Märchenunglück

von Hermann Engster

Kinder brauchen Märchen.

(Bruno Bettelheim)

Die Kinder- und Hausmärchen der Brüder Grimm waren nicht nur für Kinder, sondern auch für Erwachsene gedacht, als Unterhaltungsbedürfnis für Menschen aus allen sozialen Schichten: für Bauern, Dienstleute und Handwerker bis hinein ins großbürgerliche Milieu. Viele Märchen daraus stammen aus der Märchensammlung Histoires ou Contes du temps passé (Geschichten oder Erzählungen aus alter Zeit) von Charles Perrault, z.B. Dornröschen, Aschenputtel, Rotkäppchen, Der gestiefelte Kater, Blaubart, und dienten seinerzeit unter Ludwig XIV. der Hofgesellschaft als Abwechslung von den anstrengenden Theaterstücken eines Corneille und Racine.

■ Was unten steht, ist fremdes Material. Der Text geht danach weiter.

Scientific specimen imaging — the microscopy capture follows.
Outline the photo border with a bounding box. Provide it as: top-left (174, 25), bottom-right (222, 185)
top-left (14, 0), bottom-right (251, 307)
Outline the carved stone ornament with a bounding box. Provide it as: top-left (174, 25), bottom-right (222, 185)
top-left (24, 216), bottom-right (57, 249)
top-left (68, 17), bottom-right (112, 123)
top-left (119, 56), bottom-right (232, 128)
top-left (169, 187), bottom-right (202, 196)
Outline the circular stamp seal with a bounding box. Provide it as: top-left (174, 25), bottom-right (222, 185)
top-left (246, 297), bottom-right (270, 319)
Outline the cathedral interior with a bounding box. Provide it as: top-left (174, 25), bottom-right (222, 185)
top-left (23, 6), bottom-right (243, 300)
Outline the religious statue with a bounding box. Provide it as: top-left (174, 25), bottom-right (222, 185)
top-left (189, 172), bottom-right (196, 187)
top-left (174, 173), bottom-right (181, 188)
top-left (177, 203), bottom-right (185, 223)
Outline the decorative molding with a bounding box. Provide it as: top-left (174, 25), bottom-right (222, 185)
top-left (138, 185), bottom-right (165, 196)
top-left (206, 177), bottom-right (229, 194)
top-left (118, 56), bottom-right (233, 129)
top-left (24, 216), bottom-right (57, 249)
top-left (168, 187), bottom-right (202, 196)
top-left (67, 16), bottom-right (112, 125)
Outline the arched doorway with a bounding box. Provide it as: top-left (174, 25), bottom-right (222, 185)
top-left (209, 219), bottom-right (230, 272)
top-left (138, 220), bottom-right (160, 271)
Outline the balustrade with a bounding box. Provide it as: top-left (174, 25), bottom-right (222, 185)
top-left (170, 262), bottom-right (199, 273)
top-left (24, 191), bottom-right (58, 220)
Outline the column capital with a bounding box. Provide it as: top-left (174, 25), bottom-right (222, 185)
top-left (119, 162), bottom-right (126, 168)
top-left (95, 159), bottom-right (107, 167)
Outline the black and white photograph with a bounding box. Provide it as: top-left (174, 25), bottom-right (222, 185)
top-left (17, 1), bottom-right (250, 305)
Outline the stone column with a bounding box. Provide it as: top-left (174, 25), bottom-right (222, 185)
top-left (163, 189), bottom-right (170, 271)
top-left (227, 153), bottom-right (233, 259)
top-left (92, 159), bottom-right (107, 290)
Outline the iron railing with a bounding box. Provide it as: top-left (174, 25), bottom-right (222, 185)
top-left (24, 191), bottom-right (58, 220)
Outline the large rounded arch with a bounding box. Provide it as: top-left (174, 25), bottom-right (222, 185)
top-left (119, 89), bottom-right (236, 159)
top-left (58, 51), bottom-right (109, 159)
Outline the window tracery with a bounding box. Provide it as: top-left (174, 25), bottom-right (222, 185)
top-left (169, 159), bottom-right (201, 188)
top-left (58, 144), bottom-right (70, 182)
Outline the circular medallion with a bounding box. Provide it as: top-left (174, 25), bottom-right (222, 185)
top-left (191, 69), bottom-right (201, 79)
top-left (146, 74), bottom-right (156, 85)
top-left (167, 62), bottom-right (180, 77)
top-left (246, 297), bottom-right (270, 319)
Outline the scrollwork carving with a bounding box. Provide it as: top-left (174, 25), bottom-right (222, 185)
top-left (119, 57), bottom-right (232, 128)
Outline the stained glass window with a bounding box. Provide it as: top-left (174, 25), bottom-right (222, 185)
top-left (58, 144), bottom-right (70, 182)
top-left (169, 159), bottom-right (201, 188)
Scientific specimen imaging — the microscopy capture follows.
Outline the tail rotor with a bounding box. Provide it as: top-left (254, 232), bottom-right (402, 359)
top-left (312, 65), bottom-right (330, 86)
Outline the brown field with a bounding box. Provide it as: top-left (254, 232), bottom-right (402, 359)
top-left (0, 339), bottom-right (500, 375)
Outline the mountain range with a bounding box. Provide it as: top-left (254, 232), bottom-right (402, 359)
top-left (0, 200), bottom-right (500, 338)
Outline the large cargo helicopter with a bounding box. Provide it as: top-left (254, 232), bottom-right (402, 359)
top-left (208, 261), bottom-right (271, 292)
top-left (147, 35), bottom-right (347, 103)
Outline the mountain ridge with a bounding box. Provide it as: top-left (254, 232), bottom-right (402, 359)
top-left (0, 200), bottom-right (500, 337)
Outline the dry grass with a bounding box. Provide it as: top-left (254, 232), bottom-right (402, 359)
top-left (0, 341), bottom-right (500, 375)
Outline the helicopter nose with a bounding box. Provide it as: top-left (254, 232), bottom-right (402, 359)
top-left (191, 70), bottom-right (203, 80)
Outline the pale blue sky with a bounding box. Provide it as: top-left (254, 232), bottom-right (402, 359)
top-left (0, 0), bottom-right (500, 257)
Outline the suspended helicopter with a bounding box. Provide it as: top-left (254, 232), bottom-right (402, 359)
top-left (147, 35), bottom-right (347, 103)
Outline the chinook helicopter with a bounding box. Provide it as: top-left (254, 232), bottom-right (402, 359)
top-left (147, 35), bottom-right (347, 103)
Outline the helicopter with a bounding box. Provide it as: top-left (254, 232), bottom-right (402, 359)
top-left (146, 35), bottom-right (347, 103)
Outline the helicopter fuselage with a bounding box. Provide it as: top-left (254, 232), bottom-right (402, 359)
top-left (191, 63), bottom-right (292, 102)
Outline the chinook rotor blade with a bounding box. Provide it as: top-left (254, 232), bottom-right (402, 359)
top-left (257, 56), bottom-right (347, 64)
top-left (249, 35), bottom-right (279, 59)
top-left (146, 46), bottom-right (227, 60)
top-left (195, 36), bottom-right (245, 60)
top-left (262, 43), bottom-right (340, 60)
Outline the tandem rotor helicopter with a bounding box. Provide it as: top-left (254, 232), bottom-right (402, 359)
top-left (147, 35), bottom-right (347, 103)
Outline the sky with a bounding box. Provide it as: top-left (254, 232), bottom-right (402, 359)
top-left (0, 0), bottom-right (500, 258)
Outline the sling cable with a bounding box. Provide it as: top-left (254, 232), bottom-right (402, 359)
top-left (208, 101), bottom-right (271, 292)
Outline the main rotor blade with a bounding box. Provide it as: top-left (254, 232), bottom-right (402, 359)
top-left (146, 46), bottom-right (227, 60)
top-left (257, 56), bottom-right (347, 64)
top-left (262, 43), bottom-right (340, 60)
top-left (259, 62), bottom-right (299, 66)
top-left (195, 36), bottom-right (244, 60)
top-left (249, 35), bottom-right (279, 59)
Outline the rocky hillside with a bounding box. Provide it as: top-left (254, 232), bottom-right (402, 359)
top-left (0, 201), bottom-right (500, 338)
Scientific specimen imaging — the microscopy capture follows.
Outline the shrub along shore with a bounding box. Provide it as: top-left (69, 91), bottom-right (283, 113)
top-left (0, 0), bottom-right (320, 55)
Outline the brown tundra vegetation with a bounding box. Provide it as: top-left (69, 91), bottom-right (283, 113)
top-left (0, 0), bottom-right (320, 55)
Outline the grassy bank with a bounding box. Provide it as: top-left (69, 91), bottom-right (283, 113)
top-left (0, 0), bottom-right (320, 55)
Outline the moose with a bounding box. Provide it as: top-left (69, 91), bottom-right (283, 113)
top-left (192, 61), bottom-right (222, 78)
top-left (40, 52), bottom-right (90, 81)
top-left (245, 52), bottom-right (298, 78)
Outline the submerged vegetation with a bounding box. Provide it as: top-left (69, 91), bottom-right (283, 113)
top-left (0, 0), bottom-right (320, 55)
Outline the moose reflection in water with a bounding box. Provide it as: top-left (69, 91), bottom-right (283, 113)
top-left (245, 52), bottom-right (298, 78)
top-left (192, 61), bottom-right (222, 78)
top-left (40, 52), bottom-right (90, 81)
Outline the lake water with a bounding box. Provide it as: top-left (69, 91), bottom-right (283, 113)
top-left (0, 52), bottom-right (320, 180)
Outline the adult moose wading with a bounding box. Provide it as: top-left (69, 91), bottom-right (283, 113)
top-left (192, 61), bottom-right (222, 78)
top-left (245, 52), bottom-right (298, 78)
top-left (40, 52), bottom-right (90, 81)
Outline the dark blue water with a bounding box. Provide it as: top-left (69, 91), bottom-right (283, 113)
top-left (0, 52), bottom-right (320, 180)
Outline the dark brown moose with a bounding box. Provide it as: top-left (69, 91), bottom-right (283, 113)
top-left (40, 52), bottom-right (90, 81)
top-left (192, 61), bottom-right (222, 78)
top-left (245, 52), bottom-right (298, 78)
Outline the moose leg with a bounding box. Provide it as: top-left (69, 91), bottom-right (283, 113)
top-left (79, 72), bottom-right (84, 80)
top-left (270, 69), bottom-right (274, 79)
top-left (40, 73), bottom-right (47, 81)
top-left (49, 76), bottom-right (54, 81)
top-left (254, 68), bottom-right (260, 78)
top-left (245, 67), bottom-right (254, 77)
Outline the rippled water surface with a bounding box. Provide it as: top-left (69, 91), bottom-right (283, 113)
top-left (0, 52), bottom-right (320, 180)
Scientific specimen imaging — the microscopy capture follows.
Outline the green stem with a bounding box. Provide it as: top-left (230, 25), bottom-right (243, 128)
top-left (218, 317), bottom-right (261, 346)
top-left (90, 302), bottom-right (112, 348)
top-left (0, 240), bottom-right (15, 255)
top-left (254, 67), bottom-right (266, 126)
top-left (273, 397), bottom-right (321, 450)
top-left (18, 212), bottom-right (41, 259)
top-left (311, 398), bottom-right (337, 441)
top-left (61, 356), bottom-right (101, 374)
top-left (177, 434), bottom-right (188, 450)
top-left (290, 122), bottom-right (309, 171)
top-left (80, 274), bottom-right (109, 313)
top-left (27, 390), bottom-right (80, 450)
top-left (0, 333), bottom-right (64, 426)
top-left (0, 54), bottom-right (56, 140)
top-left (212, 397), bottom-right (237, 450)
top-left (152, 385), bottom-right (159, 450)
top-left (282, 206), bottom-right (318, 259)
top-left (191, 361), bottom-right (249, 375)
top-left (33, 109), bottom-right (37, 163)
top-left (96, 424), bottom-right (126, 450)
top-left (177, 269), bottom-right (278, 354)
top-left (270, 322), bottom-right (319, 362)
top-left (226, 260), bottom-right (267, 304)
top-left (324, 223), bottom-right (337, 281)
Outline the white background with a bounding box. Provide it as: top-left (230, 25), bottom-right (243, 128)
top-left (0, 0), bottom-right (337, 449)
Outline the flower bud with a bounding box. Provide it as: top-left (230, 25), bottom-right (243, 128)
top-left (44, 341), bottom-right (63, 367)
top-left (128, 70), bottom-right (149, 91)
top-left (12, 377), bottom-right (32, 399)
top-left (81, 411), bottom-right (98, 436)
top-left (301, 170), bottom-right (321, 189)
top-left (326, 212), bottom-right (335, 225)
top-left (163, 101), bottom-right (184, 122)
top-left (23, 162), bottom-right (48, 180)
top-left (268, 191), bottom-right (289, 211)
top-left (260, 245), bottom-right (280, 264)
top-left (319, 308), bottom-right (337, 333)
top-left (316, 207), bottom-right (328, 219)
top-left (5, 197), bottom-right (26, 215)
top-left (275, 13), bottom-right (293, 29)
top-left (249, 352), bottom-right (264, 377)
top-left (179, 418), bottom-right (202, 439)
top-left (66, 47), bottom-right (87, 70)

Das Wort Märchen bedeutet „kleine Geschichte“. Seit 1812 haben die Grimms ihre Sammlung in immer neuen Auflagen publiziert. Es sind Geschichten unterschiedlicher Art und Erzählabsicht: Märchen, die bürgerliche Tugenden wie Fleiß, Gehorsam, Frömmigkeit vermitteln und deren Vernachlässigung hart bestrafen wie im Märchen von Frau Holle, Märchen, die seelische Reifungsprozesse nachzeichnen wie Hänsel und Gretel oder Froschkönig, aber auch Märchen, in denen Frechheit belohnt wird wie im Gestiefelten Kater oder im Tapferen Schneiderlein, satirische Märchen wie die Erzählung Hans im Glück, die sich über einen Naivling lustig macht, der den Tauschwert der Dinge nicht erkennt und sein Glück daheim bei seiner Mama findet; ferner solche, die sich über den heiligsten bürgerlichen Wert, das Eigentum, hinwegsetzen wie Der Meisterdieb, und geradezu rebellische wie Die Bremer Stadtmusikanten, wo aussortierte Arbeitskräfte erkennen: Etwas Besseres als den Tod findest du überall – und „Tod“ meint hier nicht den physischen Tod, sondern ein Ende in Elend, Obdachlosigkeit und Bettelei – sie sich deshalb zu einer Gang verbünden, um ihren Platz in der Gesellschaft zu behaupten. Wobei sie, skurrile Pointe, gar nicht mal bis Bremen gelangen, ihnen dort aber trotzdem ein Denkmal errichtet worden ist.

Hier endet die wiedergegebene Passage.